Samen trokken de twee broers ooit naar Zwitserland. Iemand had daar een optreden geregeld en de droom van een Europese doorbraak was nog groter dan vandaag. ‘Toen we daar aankwamen, bleek het om een illegaal café te gaan’, zegt Van Hellemont. ‘We hebben toch maar gespeeld, voor de eigenaar en één koppel dat wellicht niet durfde weg te gaan. Achteraf vertelde de eigenaar dat een van hen doof was.’
‘Onlangs kreeg ik van Apple Music een bericht dat ik de kaap van honderd plays had bereikt in Azerbeidzjan. Waar ligt dat eigenlijk?’
Een radiohit heeft Douglas Firs vooralsnog niet gescoord. Maar het publiek is trouw en de waardering blijft hem vooruitstuwen. Op Spotify vond How Can You Know, uit Hinges of Luck (2017), de afgelopen jaren bovendien een breed publiek. Bijna tien miljoen streams heeft het nummer nu. ‘Elke dag wordt het aan driehonderd nieuwe playlists toegevoegd’, zegt Van Hellemont. ‘Onlangs kreeg ik van Apple Music een bericht dat ik de kaap van honderd plays had bereikt in Azerbeidzjan. Waar ligt dat eigenlijk?’

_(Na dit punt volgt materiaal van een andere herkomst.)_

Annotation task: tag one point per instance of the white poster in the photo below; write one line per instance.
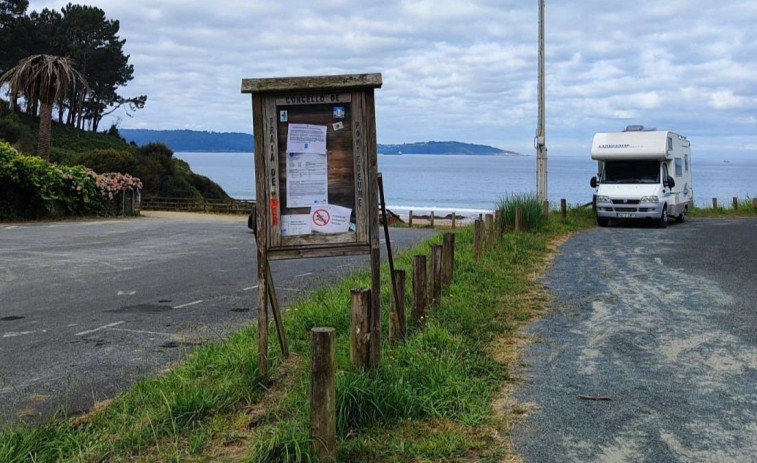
(307, 169)
(328, 218)
(295, 224)
(307, 179)
(306, 138)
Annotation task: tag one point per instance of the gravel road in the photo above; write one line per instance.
(661, 326)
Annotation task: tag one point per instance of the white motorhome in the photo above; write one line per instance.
(642, 174)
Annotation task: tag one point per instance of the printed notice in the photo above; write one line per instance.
(327, 218)
(306, 138)
(307, 169)
(295, 224)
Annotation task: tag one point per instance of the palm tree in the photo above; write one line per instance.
(45, 79)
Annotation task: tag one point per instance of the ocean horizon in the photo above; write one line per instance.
(473, 184)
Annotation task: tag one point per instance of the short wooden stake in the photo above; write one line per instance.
(499, 224)
(477, 239)
(419, 290)
(448, 258)
(489, 233)
(323, 394)
(360, 327)
(518, 219)
(398, 327)
(436, 275)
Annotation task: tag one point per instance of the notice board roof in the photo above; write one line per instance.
(289, 84)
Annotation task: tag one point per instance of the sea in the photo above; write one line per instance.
(469, 185)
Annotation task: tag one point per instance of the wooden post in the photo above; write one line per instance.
(489, 230)
(518, 219)
(323, 394)
(436, 275)
(477, 239)
(360, 330)
(448, 258)
(499, 224)
(398, 327)
(419, 290)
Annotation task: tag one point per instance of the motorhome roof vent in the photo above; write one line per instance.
(638, 128)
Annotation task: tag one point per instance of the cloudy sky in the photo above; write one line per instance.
(454, 69)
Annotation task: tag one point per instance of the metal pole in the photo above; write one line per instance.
(541, 131)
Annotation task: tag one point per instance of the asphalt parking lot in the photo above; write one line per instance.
(651, 353)
(89, 307)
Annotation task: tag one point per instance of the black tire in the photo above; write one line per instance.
(663, 221)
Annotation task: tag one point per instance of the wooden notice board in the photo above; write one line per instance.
(316, 178)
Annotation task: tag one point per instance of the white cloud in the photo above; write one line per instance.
(454, 70)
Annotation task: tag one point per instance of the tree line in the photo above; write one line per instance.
(89, 40)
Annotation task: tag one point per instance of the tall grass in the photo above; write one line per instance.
(429, 400)
(534, 216)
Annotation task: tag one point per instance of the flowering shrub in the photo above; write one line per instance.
(33, 188)
(112, 183)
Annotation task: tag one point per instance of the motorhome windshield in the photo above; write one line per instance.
(631, 172)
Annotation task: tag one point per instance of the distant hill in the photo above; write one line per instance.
(229, 142)
(192, 140)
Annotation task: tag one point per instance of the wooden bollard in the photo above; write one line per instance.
(323, 394)
(448, 258)
(436, 275)
(398, 327)
(518, 219)
(360, 330)
(499, 224)
(477, 239)
(419, 290)
(489, 234)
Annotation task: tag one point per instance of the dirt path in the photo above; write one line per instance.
(652, 353)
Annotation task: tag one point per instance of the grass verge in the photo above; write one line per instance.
(430, 400)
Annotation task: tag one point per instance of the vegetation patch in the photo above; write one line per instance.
(430, 399)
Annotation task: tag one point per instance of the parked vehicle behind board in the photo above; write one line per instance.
(643, 174)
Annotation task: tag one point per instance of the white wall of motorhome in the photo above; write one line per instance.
(642, 175)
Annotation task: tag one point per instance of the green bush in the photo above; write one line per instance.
(33, 188)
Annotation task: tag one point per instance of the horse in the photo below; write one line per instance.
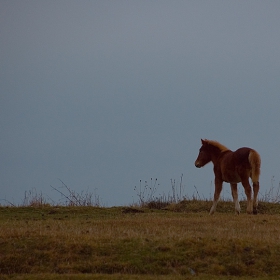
(232, 167)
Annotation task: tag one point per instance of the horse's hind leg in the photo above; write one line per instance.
(218, 189)
(248, 192)
(235, 198)
(256, 188)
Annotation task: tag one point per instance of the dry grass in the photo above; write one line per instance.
(63, 241)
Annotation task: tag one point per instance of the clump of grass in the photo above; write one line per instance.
(71, 197)
(147, 197)
(85, 240)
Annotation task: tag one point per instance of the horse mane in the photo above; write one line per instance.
(216, 144)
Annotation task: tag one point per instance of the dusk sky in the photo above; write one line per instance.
(103, 94)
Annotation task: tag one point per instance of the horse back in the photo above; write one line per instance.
(233, 166)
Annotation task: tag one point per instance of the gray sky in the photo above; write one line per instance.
(102, 94)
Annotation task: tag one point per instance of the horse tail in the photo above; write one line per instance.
(255, 162)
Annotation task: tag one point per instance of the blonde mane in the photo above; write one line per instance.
(216, 144)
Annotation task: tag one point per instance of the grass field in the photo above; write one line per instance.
(179, 242)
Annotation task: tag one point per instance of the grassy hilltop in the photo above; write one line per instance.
(180, 241)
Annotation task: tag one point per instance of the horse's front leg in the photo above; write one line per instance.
(256, 188)
(248, 192)
(218, 189)
(234, 193)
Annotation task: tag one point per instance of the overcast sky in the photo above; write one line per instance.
(103, 94)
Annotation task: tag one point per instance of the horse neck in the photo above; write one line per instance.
(215, 154)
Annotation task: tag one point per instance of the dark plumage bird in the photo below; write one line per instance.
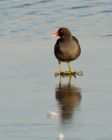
(67, 47)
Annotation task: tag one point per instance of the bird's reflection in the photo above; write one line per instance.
(68, 97)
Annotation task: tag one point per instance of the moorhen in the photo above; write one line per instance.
(67, 47)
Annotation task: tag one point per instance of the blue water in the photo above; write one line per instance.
(29, 92)
(37, 19)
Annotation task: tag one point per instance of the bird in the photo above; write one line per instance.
(67, 47)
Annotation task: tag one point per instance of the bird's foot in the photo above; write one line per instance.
(68, 73)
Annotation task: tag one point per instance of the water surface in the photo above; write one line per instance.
(28, 88)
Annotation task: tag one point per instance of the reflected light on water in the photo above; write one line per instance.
(68, 97)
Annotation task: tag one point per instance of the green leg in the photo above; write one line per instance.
(70, 68)
(60, 67)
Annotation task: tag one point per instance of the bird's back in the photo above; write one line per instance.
(67, 50)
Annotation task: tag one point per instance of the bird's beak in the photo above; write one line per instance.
(55, 34)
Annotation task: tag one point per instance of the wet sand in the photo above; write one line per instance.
(29, 90)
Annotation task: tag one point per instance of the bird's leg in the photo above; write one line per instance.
(70, 68)
(60, 67)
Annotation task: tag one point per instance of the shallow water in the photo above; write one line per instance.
(28, 89)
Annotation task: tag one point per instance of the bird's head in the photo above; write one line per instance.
(62, 32)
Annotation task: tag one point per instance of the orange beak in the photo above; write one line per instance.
(55, 34)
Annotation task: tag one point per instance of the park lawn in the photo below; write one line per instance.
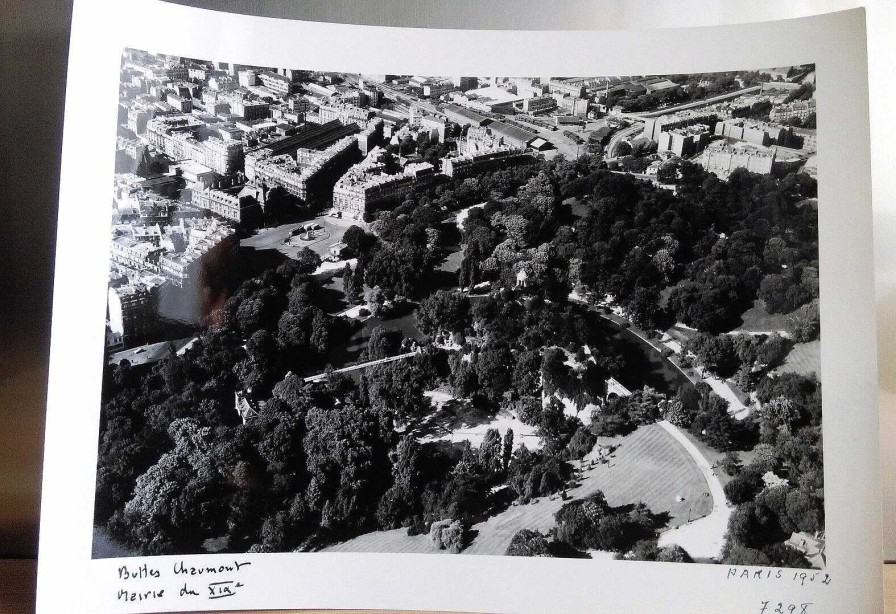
(757, 320)
(456, 420)
(648, 466)
(803, 359)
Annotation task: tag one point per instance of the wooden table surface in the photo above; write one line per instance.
(17, 578)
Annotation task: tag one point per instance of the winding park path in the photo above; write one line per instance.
(705, 537)
(363, 365)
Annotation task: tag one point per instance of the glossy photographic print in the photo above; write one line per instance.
(541, 316)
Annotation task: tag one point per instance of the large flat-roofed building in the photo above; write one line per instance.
(464, 117)
(361, 190)
(371, 136)
(473, 164)
(572, 88)
(539, 104)
(137, 119)
(800, 109)
(309, 136)
(755, 132)
(345, 113)
(512, 135)
(465, 83)
(653, 126)
(296, 174)
(279, 84)
(721, 158)
(202, 235)
(249, 109)
(135, 254)
(684, 142)
(133, 311)
(176, 137)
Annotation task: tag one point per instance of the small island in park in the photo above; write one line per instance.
(528, 317)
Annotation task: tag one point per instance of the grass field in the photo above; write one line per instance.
(804, 359)
(757, 319)
(649, 466)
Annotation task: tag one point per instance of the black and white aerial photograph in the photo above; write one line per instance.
(543, 316)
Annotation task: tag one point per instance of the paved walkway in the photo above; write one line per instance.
(703, 538)
(364, 365)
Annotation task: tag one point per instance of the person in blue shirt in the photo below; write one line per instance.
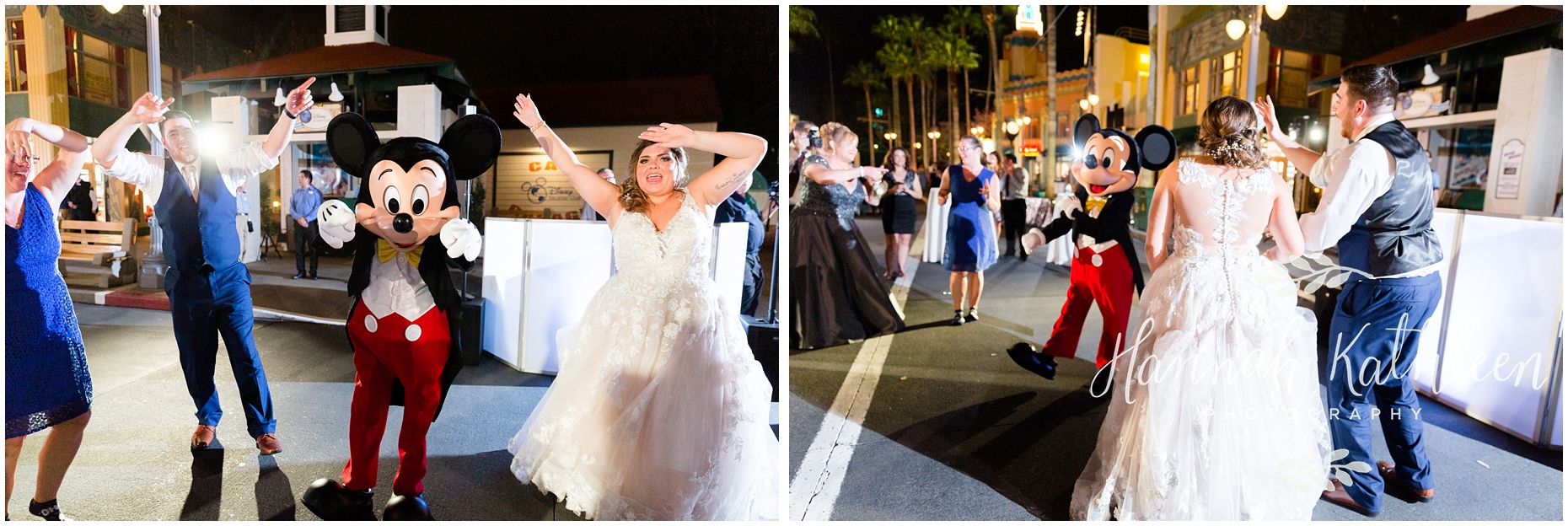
(303, 206)
(736, 209)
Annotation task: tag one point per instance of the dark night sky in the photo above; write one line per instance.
(849, 30)
(502, 46)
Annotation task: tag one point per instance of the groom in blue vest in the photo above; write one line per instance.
(1377, 209)
(209, 287)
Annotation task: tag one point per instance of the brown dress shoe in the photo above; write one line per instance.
(202, 437)
(1343, 500)
(268, 445)
(1393, 480)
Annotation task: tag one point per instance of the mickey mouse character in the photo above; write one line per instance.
(403, 342)
(1099, 212)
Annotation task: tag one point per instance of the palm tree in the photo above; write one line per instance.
(897, 62)
(963, 19)
(803, 23)
(952, 52)
(867, 78)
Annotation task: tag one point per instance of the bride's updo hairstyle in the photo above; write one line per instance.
(1230, 134)
(836, 134)
(632, 195)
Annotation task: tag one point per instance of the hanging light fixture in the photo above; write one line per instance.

‘Douglas Firs is een go to voor echte muziekliefhebbers’, las ik op de site van Dranouter, waar je deze zomer optrad. Is dat ook hoe het voor jou voelt, na al die jaren?
Van Hellemont: Dat zou ik jammer vinden, omdat we op die manier toch in een niche worden geduwd. Ik zou het tof vinden als we met deze plaat grote clubs kunnen vullen, overal in Europa. Ik denk in elk geval niet dat we moeilijke muziek maken.
En de droom om ooit Rock Werchter af te sluiten op het hoofdpodium, die blijft?
Van Hellemont: Een echte droom is dat niet, maar het zou wel fijn zijn, ja. Zolang het maar donker is. Onze muziek komt het best tot zijn recht na zonsondergang. Een huiskamerconcert voor tachtig mensen is zalig, maar ik hou ook wel van die totaal andere gloed van een concert voor een groot publiek. Als band zijn we na al die jaren goed gerodeerd, we zijn er helemaal klaar voor. We hebben zelfs stickers!
○ ○ ○
Met zand in onze schoenen stappen we terug tot bij de pasgeboren tweeling. Een eekhoorn schiet vliegensvlug door het struikgewas, wat verderop rijden jonge renners zich warm voor de wielerwedstrijd van straks.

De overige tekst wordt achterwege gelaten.